Once you decide to rent your home, you need to settle on a price. You may feel your home is worth a certain amount each month, but if other homes nearby are not renting for that amount, it is unlikely you will get that number each month. It is important to complete your due diligence before you rent your home; make sure houses in your neighborhood are renting for an amount that makes sense for you. If your house payment is $1000.00 a month, and rentals go for $1200.00, it may not be in your best interest to rent, especially if you must pay a property management team each month, too. One quick way to determine your rental amount is to go to a website like Zillow or Trulia; they can give you an estimated rental amount based on your area and the size of your home. They don’t, however, take into account any extras that your house may have that someone else’s doesn’t, so remember the number is just an estimate. You can confirm the numbers with a local property management company to make sure your rental amount is in the ballpark. The last thing you want to do is leave the home sitting empty because it is priced too high; some rent is better than none.
After settling on a price, you will want to come up with a reasonable deposit. Generally, paying first and last months’ rent is fair; that way if the person thrashes your home or moves out unexpectedly, you have a month’s rent to use towards repairs or finding new tenants. Your rental agreement should clearly state the terms of the rental and whether or not the funds are refundable at the end of the leasing period and if you are allowed to keep them for damages or cleaning.
The crux of a successful rental is finding the best tenants possible. You may decide you want to rent to friends or family but that is a precarious undertaking. If anything goes wrong during their tenure in your house, you may jeopardize the relationship. Instead, thoroughly vetting a renter to keep the situation professional will benefit you in the long run. Finding qualified renters can be a challenge, which is where a property management company can come in handy. They can take applications, run background checks, run credit assessments, and show the property so you don’t have to. You can give the property management company your criteria for the tenants—i.e., no smokers, no pets, and minimum financial standards. You want to make sure the person or persons who rent your home can afford to do so handily, so it is important to gather documentation to prove employment and income.

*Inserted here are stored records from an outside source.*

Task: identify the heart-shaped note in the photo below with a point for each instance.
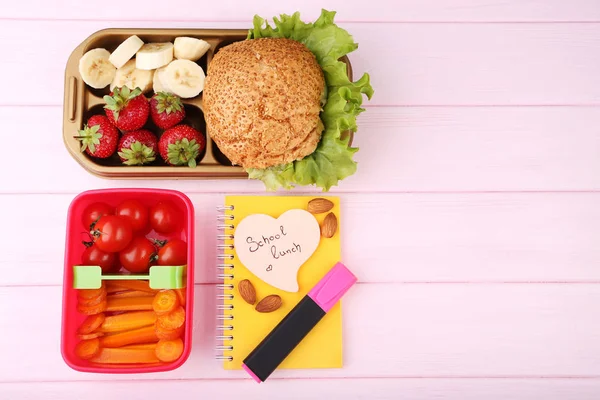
(275, 249)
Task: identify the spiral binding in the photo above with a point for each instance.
(225, 270)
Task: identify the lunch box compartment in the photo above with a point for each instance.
(82, 101)
(76, 233)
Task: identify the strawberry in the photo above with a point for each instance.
(166, 110)
(127, 110)
(181, 145)
(138, 147)
(99, 137)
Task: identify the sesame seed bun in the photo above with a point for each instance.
(262, 100)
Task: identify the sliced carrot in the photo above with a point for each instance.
(87, 349)
(130, 304)
(128, 321)
(168, 334)
(135, 336)
(130, 293)
(125, 356)
(181, 296)
(89, 336)
(169, 350)
(142, 286)
(172, 320)
(91, 323)
(92, 310)
(143, 346)
(94, 301)
(165, 301)
(91, 293)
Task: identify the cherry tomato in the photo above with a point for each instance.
(136, 212)
(173, 253)
(109, 262)
(138, 256)
(112, 233)
(93, 212)
(164, 217)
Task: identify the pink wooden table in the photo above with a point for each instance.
(477, 199)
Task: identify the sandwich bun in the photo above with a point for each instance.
(262, 101)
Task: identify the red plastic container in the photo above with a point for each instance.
(72, 319)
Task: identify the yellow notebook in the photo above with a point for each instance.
(243, 327)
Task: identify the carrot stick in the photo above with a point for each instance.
(130, 293)
(91, 323)
(92, 310)
(128, 321)
(181, 296)
(143, 346)
(92, 301)
(125, 356)
(136, 336)
(129, 304)
(92, 335)
(91, 293)
(142, 286)
(168, 334)
(165, 301)
(87, 349)
(169, 350)
(172, 320)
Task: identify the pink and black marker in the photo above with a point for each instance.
(280, 342)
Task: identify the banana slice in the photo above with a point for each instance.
(95, 69)
(158, 82)
(154, 55)
(192, 49)
(185, 78)
(128, 75)
(125, 51)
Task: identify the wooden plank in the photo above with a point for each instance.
(390, 330)
(307, 389)
(404, 238)
(416, 64)
(427, 149)
(378, 10)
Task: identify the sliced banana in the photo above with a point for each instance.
(128, 75)
(192, 49)
(154, 55)
(95, 69)
(158, 82)
(185, 78)
(125, 51)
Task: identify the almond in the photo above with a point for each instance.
(319, 205)
(269, 303)
(247, 291)
(329, 226)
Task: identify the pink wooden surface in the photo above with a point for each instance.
(477, 190)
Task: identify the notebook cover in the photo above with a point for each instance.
(322, 347)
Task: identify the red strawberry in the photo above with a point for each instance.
(166, 110)
(138, 147)
(99, 137)
(127, 110)
(181, 145)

If you have many applicants, you can be choosy about your tenants. If there are two qualified applicants and one has a better credit history, solid income, and excellent rental record, those might be your determining factors in renting to that person. You may want to assess the entire background report to see if your potential renter has prior evictions, felonies or bankruptcies and if so, you may decide to rule him out and move on to someone else. If your rental application numbers are low, you may want to loosen your standards to secure a renter or wait for someone who meets all the criteria to come along. If you choose the latter, make sure you have the funds to cover your empty rental for a few months.
Renting your home can be lucrative, and it can be a little scary. With proper research, you can find the perfect tenants for your home and love being a landlord!